TOKYO -- The Group of 20 looks to replace an international forum meant to prevent overproduction of steel as China, the world's top producer, stands in the way of extending the body's time limit.
Beijing strongly opposes continuing the current format, called the Global Forum on Steel Excess Capacity, which is set to expire at the end of the year, as well as the self-reporting on production.
But other members of the G-20, the group of leading rich and developing economies, favor having a system of mutual oversight in place. Whether a new framework would prove more effective than the current one would depend on China's participation.
China says it has taken sufficient steps to cut excess production at domestic steelmakers. Beijing began slashing capacity around 2016, lopping off roughly 150 million tons by 2018. However, the global steel glut remains unresolved.
The country raised production steadily starting in 2000, until the capacity reductions of the past three years. But China's steel output has started to rebound during its trade war with the U.S.
In September, Chinese crude steel production rose 2.2% from a year earlier to 82.77 million tons. The growth in output appears driven by Beijing's economic stimulus program.
China churned out 577 million tons of crude steel in the first seven months of the year, a record pace that puts an annual tally of 1 billion tons within reach.

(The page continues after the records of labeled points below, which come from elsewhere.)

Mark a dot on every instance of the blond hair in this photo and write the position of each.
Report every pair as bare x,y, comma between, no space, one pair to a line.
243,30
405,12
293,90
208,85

The formation of the steel forum was first agreed to at the G-20 summit in 2016. The initiative brings together delegates from 33 nations and territories including Japan, the U.S., the European Union and China. Other major steel producers such as Brazil, India and Russia are also founding members.
To tamp down on excessive production, participants are required to present regular reports on the state of steel production. But many of the discussions focus on China's handling of surplus capacity, drawing the ire of Beijing.
Japan will work with like-minded members such as the U.S., the EU and Russia next year to establish the new discussion framework. Tokyo also will urge Beijing to take part, officials say. Few other forum members have any objections.
The framework could be ratified as early as next year's G-20 summit, but a lack of consent from the world's second-largest economy could complicate the process. Such talks to combat the steel glut also could be weakened if China drops out.
"At this point, I cannot predict what kind of framework can be crafted," a source close to Japan's government said.